Так он и поступил. И спящим под покрывалом застали его уведомленные уже обо всем матерями дети служанок, когда вошли в шатер, который он с ними делил. Вчетвером стояли они у его постели. Дан, Неффалим. Гад и Асир, и один из них – это был лакомка Асир, самый младший из четырех, едва достигший двадцати двух лет, – держал над ним ручной фонарик, освещая спящее его лицо и разноцветное платье, которым он был укрыт.
– Вот извольте! – сказал он. – Так оно и есть, женщины ничего не присочинили, когда донесли нам, что этот шалопай явился к ним в кетонет пассиме своей матери! Глядите, он завернулся в него и спит сном праведника, с ханжеским видом. Какие еще могут быть сомненья? Отец подарил ему покрывало, он выманил его медовыми речами у бедного старика. Тьфу ты! Нас всех одинаково злит это безобразье, и Асир берет нашу злость в свои уста и извергает ее на спящее наше злосчастье, чтобы ему приснились хотя бы недобрые сны.
Он очень любил, этот Асир, быть одного мнения и одних чувств с другими и довольно горячо подкреплять такое единство словом, которое выражало общее настроенье и согревающе всех сплачивало, так что даже их ярость дышала довольством согласия, – это было связано с его пристрастием к лакомствам, с влажностью его глаз и губ. Еще он сказал:
– Это я-то вырезал куски мяса из живых овец и баранов, это я-то их ел! Он рассказал это нашему бедному, нашему благочестивому и легковерному отцу, и тот, в награду за ложь, отдал ему кетонет пассим! Да, это так: на каждого из нас он что-нибудь да наговорил старику, и покрывало, под которым он спит, это плата за его лживость и за злую клевету на всех нас. Сомкнемся теснее, братья, обнимемся в обиде своей, и я произнесу над ним бранное слово, которое всем нам облегчит душу: ах ты, песик!

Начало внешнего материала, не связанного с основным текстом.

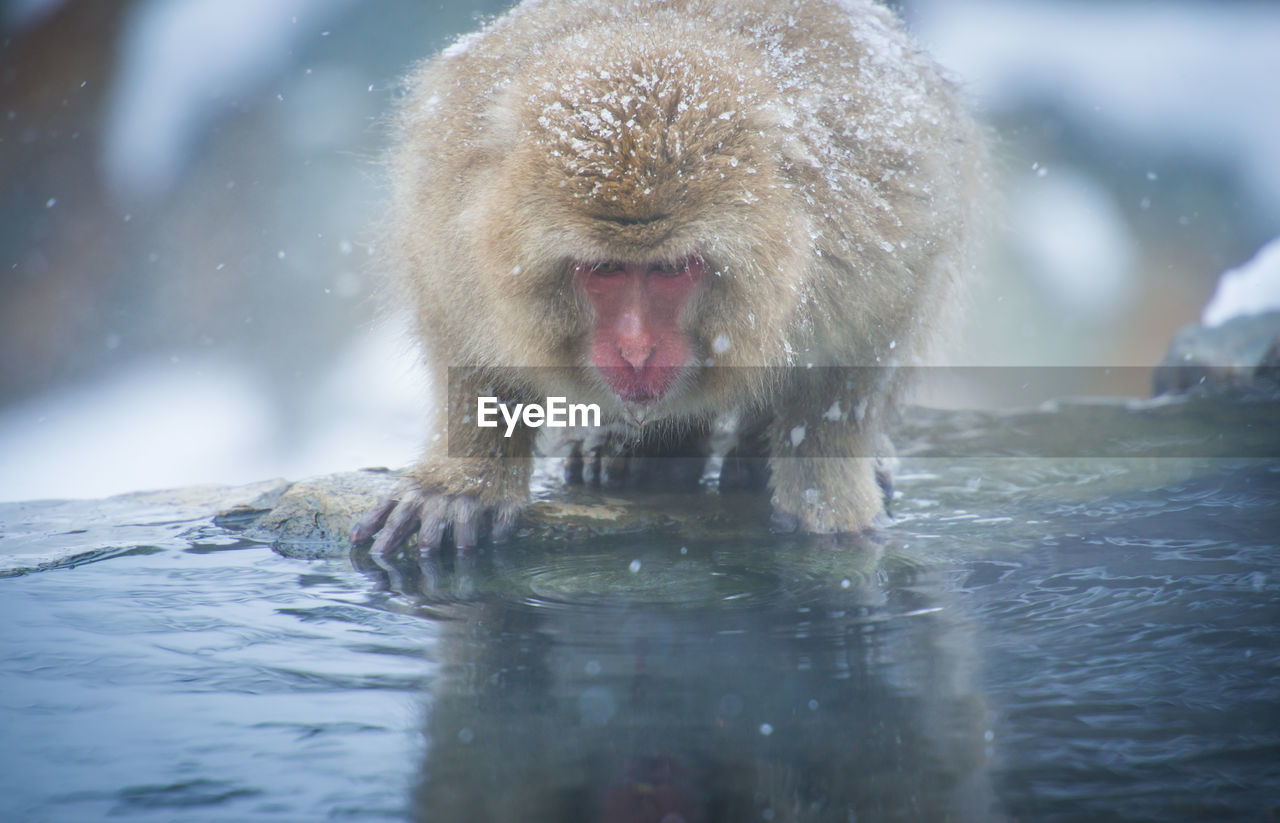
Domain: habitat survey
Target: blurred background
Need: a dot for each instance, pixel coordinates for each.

Он хотел сказать «ах ты, пес», но в последнее мгновенье, испугавшись этого слова из-за Иакова, успел прибавить к нему уменьшительный слог.
– И правда, – сказал Дан, которому было уже двадцать семь лет, столько же, сколько Лииному Симеону (с козлиной бородой, но без усов, он носил облегающую вышитую рубаху, и колючие глаза его сидели близко один к другому, у самой переносицы крючковатого носа), – и правда, меня называют змеем и аспидом, считая, что я чуть-чуть хитроват, но что же тогда вот это, что лежит здесь и спит? Самое настоящее чудовище! Он корчит из себя милого мальчика, а в действительности он дракон! Будь проклята его обманчивая внешность, которая заставляет людей пялиться на него и строить ему глазки и околдовала отца! Хотел бы я знать то слово, что вынудило бы его показать нам свой истинный облик!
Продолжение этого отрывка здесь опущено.